I'm drowning

Drowning is an all too familiar feeling, not of water but of the mind. When severe anxiety and depression battles turn into weeks and months, it can feel like there will never be a way out and there will never be any way of finding happiness again. Every time you try to swim to get air to breathe and you feel the relief, you are only to be pushed back under by a wave and soon enough you feel like you don't have the energy to stay afloat any more. My most recent episode of this was the depression I felt at the first few months of my second year at university and I just couldn't seem to get out of it. Time was the only thing that lifted it. I just felt myself dragging my body through everyday life and every time I tried to do something that might help, a tonne of bricks just fell onto my back. It becomes tiring when all you do is try to get out of the hole in the ground and try and make yourself better. It is so draining and exhausting.

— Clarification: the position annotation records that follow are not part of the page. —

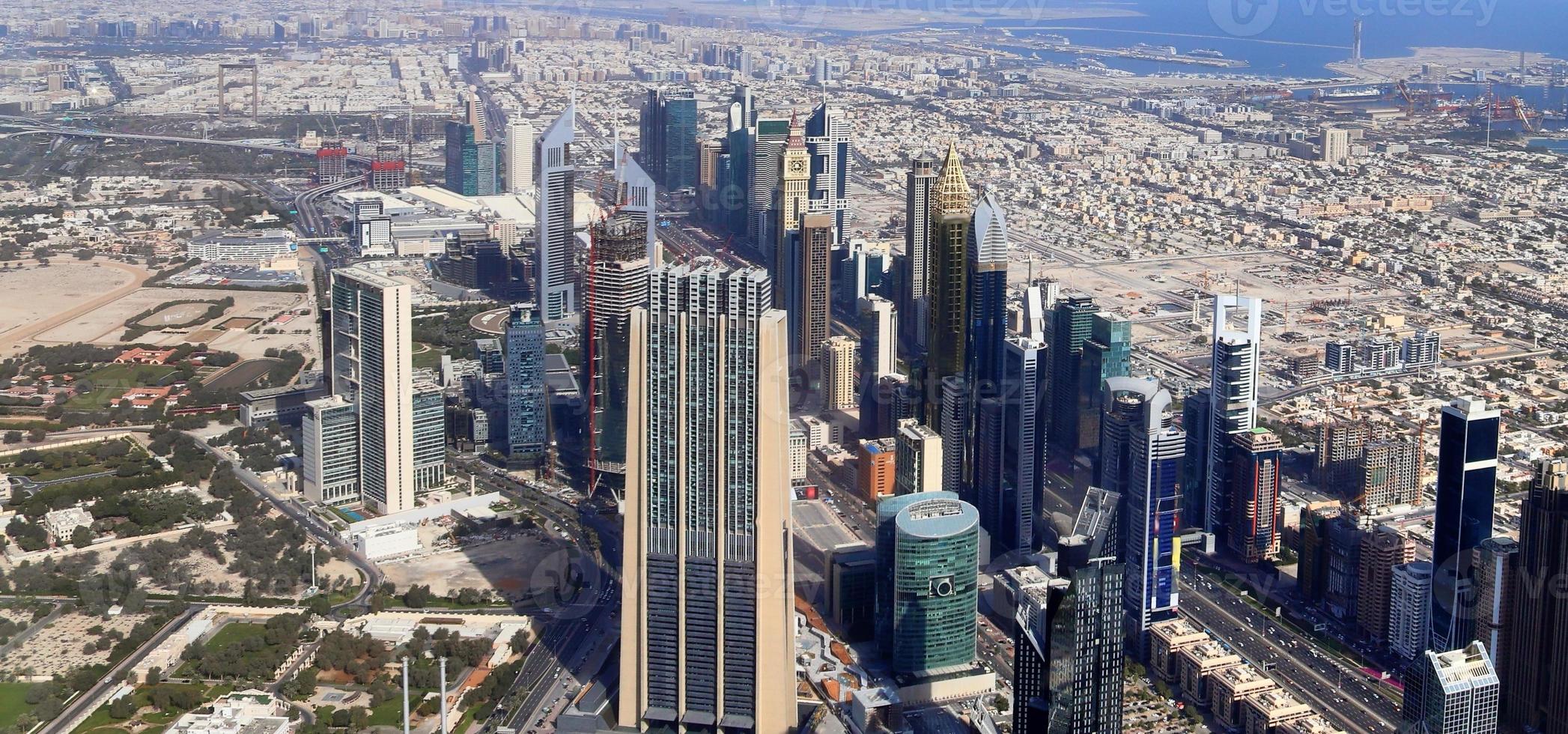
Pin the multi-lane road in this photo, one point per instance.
(1343, 694)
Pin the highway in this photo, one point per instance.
(1344, 695)
(582, 625)
(309, 523)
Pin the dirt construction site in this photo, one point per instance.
(61, 309)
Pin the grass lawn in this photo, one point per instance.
(391, 711)
(234, 632)
(229, 634)
(112, 380)
(430, 357)
(13, 702)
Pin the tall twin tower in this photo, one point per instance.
(708, 589)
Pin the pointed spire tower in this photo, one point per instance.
(952, 190)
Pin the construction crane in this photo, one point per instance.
(1410, 99)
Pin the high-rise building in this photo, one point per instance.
(329, 443)
(520, 156)
(985, 303)
(1087, 629)
(388, 169)
(1335, 143)
(331, 163)
(430, 437)
(1496, 596)
(637, 196)
(914, 286)
(1140, 460)
(1107, 354)
(1466, 490)
(708, 596)
(814, 267)
(918, 463)
(471, 162)
(1537, 681)
(838, 374)
(527, 410)
(877, 470)
(1070, 327)
(878, 327)
(1195, 418)
(619, 282)
(374, 368)
(1407, 609)
(1340, 357)
(554, 242)
(1010, 473)
(1382, 551)
(1255, 494)
(765, 154)
(878, 338)
(952, 207)
(954, 427)
(669, 130)
(935, 587)
(1421, 351)
(1233, 398)
(828, 137)
(1459, 692)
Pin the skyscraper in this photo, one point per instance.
(1087, 629)
(947, 272)
(933, 556)
(520, 156)
(764, 163)
(554, 270)
(527, 411)
(372, 366)
(430, 437)
(1537, 681)
(794, 195)
(1459, 692)
(1107, 354)
(1407, 609)
(828, 139)
(838, 374)
(1382, 551)
(918, 458)
(985, 302)
(619, 282)
(878, 325)
(914, 286)
(1496, 596)
(669, 130)
(814, 286)
(471, 162)
(1233, 398)
(1140, 460)
(1466, 490)
(1012, 477)
(1070, 327)
(1255, 494)
(708, 622)
(329, 443)
(637, 195)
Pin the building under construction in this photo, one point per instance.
(616, 285)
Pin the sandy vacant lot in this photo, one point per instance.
(504, 565)
(106, 324)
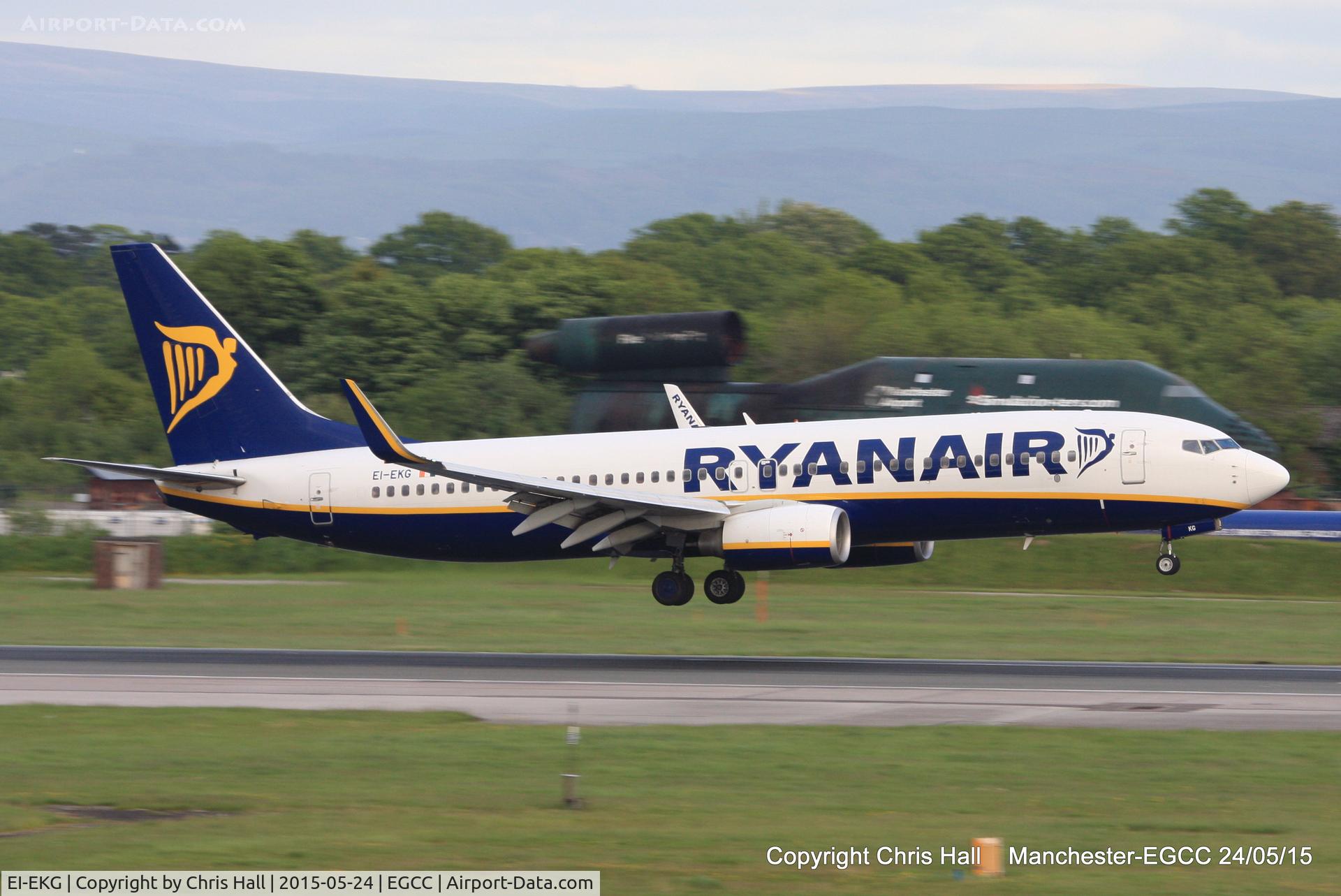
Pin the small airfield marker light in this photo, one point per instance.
(988, 853)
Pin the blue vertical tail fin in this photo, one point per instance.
(218, 400)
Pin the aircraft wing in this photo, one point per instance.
(140, 471)
(589, 510)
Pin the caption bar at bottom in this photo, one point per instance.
(285, 883)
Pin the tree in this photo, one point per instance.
(1212, 215)
(323, 253)
(820, 230)
(1300, 246)
(266, 288)
(441, 243)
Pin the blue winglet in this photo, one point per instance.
(381, 440)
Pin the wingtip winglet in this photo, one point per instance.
(377, 434)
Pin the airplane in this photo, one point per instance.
(766, 497)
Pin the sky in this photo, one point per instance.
(702, 45)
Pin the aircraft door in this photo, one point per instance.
(739, 473)
(319, 499)
(768, 473)
(1134, 456)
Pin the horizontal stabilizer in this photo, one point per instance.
(159, 473)
(388, 447)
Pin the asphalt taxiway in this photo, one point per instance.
(686, 690)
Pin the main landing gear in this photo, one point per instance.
(1168, 562)
(675, 588)
(724, 587)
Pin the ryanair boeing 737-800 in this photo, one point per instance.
(835, 494)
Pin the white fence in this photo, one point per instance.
(132, 524)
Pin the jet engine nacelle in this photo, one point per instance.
(786, 537)
(889, 555)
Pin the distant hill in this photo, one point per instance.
(188, 147)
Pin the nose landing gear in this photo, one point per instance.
(1168, 562)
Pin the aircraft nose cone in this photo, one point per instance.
(1265, 478)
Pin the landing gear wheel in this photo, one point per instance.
(672, 589)
(724, 587)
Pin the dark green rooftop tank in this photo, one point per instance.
(633, 355)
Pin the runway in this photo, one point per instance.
(686, 690)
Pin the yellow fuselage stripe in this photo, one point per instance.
(502, 508)
(303, 508)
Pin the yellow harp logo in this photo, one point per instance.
(186, 365)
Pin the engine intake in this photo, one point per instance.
(788, 537)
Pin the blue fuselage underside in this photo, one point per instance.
(487, 537)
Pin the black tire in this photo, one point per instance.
(667, 587)
(686, 589)
(721, 587)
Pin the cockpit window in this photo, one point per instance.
(1208, 446)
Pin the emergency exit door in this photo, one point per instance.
(1134, 456)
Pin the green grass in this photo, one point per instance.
(670, 809)
(581, 607)
(1073, 562)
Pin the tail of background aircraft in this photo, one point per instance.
(218, 400)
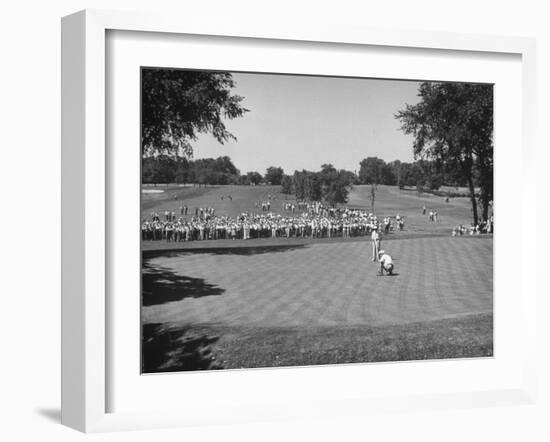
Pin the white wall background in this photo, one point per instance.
(30, 215)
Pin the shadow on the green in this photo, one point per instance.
(160, 285)
(166, 349)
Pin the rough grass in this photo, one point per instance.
(211, 347)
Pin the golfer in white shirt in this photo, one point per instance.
(386, 263)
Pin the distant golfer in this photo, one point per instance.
(386, 263)
(375, 239)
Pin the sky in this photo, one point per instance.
(301, 122)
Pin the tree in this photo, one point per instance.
(335, 184)
(274, 175)
(178, 104)
(453, 124)
(286, 184)
(370, 171)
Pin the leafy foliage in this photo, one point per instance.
(178, 104)
(453, 125)
(274, 175)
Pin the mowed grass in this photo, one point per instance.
(287, 302)
(202, 348)
(317, 304)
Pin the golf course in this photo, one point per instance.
(228, 304)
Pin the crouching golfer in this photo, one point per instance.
(386, 263)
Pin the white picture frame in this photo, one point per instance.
(85, 310)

After a long episode, I managed to get out of it. It just lifted gradually and I know for some this may not be the case. As some people like to put it 'it's like feeling the wind on your face for the first time'. And this is true. Slowly you feel yourself coming back and regaining happiness slowly. It may be a rocky start, but you get there eventually. 

As time has moved on, the shorter my episodes have tended to become and I'm hoping that you too can battle this also. You may be drowning, but remember you do have the strength to keep swimming.